Posted February 22, 2023

February 17th, 2023 — Read how the University of California (UC) system is coordinating efforts across institutions to support at-risk scholars:

In the wake of the Taliban’s recapture of the capital city Kabul, a contingent of University of California faculty acted quickly to provide scholars in flight, like Shahrukhi, the freedom and safety to continue their work in the United States.

Jane O. Newman, a comparative literature professor, in Sept. 2021.

Jane O. Newman, a professor in UCI’s Comparative Literature department, chairs a UC-systemwide coordinating committee for Scholars at Risk.

Members of a UC systemwide steering committee of the international network Scholars at Risk, under the lead of UC Irvine literature Prof. Jane O. Newman, quickly raised funds to broker the safe passage of scholars and activists at risk of being persecuted.
University deans, provosts and chancellors responded to Newman’s urgent request for assistance, agreeing to house and employ refugees on their respective campuses on an interim basis.

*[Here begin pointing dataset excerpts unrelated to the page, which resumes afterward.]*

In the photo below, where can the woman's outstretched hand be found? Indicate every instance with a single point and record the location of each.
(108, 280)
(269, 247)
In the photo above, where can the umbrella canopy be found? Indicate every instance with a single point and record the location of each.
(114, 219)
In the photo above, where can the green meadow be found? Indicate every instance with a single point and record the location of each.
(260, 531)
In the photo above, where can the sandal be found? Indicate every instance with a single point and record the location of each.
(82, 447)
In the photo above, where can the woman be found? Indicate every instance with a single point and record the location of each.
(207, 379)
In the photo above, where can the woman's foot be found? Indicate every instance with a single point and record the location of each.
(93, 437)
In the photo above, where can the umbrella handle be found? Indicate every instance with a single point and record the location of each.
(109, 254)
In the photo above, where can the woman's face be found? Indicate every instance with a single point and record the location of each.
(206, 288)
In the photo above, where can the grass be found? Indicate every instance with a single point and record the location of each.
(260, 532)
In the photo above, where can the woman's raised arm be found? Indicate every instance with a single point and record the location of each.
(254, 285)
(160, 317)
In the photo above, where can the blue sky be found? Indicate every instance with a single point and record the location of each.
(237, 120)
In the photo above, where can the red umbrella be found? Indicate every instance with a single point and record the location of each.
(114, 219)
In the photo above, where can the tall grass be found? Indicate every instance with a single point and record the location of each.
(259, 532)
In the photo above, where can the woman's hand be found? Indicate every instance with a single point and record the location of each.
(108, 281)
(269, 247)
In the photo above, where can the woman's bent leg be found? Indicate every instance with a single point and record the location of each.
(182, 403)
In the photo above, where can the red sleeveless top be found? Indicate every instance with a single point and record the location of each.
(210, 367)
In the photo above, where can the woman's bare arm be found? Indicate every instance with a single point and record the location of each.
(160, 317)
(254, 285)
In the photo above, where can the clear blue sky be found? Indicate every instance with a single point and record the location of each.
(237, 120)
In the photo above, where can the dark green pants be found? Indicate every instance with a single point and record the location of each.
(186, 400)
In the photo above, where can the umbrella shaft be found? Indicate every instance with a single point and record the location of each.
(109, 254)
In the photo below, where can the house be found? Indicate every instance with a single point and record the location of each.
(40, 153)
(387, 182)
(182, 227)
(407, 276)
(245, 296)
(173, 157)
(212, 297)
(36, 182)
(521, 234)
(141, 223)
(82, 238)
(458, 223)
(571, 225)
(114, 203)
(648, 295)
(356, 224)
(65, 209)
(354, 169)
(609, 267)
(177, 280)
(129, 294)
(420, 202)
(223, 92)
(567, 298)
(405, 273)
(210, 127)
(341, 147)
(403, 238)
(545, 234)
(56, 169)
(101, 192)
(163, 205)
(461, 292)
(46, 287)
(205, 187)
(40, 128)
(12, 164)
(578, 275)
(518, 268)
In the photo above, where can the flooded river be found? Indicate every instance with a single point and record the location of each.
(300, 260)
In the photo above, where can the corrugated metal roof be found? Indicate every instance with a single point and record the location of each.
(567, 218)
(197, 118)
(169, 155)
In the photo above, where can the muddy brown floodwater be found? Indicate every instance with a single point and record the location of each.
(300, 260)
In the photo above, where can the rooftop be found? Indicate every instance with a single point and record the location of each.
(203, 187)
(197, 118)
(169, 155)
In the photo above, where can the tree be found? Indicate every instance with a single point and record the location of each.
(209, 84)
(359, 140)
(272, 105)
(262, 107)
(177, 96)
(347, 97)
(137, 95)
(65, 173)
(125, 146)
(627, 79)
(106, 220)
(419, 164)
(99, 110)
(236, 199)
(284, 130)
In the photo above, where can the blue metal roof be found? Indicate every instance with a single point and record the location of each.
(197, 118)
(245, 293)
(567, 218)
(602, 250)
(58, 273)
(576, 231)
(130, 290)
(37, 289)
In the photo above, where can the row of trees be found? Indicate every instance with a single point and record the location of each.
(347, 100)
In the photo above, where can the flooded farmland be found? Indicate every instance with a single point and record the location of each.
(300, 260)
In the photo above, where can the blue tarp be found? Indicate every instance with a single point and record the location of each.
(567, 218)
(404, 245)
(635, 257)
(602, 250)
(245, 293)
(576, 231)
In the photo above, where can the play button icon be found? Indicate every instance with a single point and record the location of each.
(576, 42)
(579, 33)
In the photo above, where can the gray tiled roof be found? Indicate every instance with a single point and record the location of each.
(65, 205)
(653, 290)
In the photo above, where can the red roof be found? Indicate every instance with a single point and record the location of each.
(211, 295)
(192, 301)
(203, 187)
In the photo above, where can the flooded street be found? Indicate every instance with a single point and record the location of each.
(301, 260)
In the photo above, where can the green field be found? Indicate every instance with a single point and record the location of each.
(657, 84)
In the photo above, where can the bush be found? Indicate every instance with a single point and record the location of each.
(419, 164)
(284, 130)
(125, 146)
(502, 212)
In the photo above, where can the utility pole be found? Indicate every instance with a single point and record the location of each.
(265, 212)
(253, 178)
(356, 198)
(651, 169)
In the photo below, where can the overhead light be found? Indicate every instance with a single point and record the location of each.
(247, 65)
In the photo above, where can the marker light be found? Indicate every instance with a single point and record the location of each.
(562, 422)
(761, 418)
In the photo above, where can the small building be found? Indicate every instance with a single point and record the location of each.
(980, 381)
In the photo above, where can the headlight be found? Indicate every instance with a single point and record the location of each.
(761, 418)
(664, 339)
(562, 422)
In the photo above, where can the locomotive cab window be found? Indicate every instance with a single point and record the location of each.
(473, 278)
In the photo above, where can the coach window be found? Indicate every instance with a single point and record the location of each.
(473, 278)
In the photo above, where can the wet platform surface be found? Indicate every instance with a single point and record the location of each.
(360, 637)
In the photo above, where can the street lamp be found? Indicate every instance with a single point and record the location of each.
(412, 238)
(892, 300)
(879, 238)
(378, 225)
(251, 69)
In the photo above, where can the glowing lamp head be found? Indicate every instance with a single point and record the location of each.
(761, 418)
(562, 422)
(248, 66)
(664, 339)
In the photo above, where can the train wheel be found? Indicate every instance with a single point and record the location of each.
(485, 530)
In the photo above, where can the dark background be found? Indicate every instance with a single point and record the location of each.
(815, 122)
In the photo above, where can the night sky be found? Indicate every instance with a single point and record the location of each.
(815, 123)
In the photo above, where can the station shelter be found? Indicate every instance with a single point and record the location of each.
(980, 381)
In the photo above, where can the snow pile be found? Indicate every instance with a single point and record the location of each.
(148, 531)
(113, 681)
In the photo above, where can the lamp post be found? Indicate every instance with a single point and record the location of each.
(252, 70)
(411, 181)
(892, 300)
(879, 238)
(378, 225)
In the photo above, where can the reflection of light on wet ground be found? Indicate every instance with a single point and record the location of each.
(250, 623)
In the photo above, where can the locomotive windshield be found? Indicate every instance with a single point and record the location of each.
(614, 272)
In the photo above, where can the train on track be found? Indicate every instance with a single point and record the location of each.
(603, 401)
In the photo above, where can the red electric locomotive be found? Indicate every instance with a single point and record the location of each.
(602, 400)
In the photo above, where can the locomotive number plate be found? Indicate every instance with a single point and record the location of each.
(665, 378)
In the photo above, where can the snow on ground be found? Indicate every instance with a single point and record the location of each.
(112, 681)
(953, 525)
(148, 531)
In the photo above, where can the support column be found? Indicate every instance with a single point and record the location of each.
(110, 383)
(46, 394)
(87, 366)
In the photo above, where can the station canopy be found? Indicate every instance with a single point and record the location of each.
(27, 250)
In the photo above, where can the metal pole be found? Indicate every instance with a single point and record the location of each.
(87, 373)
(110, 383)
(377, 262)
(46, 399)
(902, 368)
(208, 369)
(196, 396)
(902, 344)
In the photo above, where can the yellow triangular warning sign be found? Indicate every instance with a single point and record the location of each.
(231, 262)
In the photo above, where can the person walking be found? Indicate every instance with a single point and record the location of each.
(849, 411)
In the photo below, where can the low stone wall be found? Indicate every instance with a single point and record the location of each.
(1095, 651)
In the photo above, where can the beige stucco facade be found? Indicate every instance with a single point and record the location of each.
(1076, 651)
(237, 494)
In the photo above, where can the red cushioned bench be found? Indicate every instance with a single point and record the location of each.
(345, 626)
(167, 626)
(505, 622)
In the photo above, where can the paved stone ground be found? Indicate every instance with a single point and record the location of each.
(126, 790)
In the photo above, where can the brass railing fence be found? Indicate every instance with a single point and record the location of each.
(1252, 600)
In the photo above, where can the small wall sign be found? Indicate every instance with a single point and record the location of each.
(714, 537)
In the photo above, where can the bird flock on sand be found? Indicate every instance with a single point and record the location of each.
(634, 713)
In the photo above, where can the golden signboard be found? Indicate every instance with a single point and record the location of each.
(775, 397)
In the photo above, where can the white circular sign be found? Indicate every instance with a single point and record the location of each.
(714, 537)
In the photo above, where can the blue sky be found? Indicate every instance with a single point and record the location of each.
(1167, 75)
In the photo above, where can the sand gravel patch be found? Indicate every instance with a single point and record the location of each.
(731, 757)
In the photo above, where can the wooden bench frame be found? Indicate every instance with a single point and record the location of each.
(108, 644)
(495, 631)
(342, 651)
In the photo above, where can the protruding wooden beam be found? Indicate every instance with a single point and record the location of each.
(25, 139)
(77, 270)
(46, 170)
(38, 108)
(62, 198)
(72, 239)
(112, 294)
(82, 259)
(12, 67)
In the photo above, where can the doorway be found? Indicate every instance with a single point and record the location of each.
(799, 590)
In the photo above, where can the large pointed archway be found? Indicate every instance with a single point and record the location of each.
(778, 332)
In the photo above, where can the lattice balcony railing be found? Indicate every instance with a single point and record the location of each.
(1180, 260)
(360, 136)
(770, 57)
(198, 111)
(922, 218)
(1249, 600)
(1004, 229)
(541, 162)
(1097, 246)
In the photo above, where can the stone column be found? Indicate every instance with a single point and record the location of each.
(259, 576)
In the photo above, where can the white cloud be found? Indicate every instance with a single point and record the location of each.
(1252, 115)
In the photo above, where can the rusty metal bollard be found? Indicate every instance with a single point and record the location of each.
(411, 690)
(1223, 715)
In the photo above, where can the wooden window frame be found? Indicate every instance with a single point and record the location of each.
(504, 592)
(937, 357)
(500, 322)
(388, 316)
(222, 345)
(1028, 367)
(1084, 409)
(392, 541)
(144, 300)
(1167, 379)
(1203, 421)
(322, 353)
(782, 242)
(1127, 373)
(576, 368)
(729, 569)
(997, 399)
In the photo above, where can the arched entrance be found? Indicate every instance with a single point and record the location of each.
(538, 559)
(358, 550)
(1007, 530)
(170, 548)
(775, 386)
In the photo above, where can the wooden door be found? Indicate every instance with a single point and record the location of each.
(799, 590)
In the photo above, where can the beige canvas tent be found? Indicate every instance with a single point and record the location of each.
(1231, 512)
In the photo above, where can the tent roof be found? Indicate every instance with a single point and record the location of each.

Together, Newman and her colleagues raised some $321,000 to host four Afghan scholars at UC Irvine. A crowdsourcing campaign amassed another $75,000 from various sources throughout a six-week period. Afghan scholars were identified in short order and brought to California universities and institutions.

Shahba Shahrukhi, an Afghan women's rights defender, politician and scholar, Thursday on the UC Irvine campus.

Shahba Shahrukhi, an Afghan women’s rights defender, politician and psychologist, was the first of four at-risk scholars to come to UC Irvine from Afghanistan in December 2021. (Don Leach / Staff Photographer)

“It was very quick — this is what happens when there’s a catastrophe in the headlines,” Newman said of the robust immediate response.

Shahrukhi, the first evacuee to arrive at UC Irvine in December 2021, found work in the university’s Gender and Sexuality Studies department. When that one-year assignment ended, the fluent Farsi speaker transitioned to Persian studies in the School of Humanities.

“I’m lucky that I got this chance,” she said. “Before the Taliban came, we had every freedom in Afghanistan, the same as the U.S. But right now, we don’t have anything.”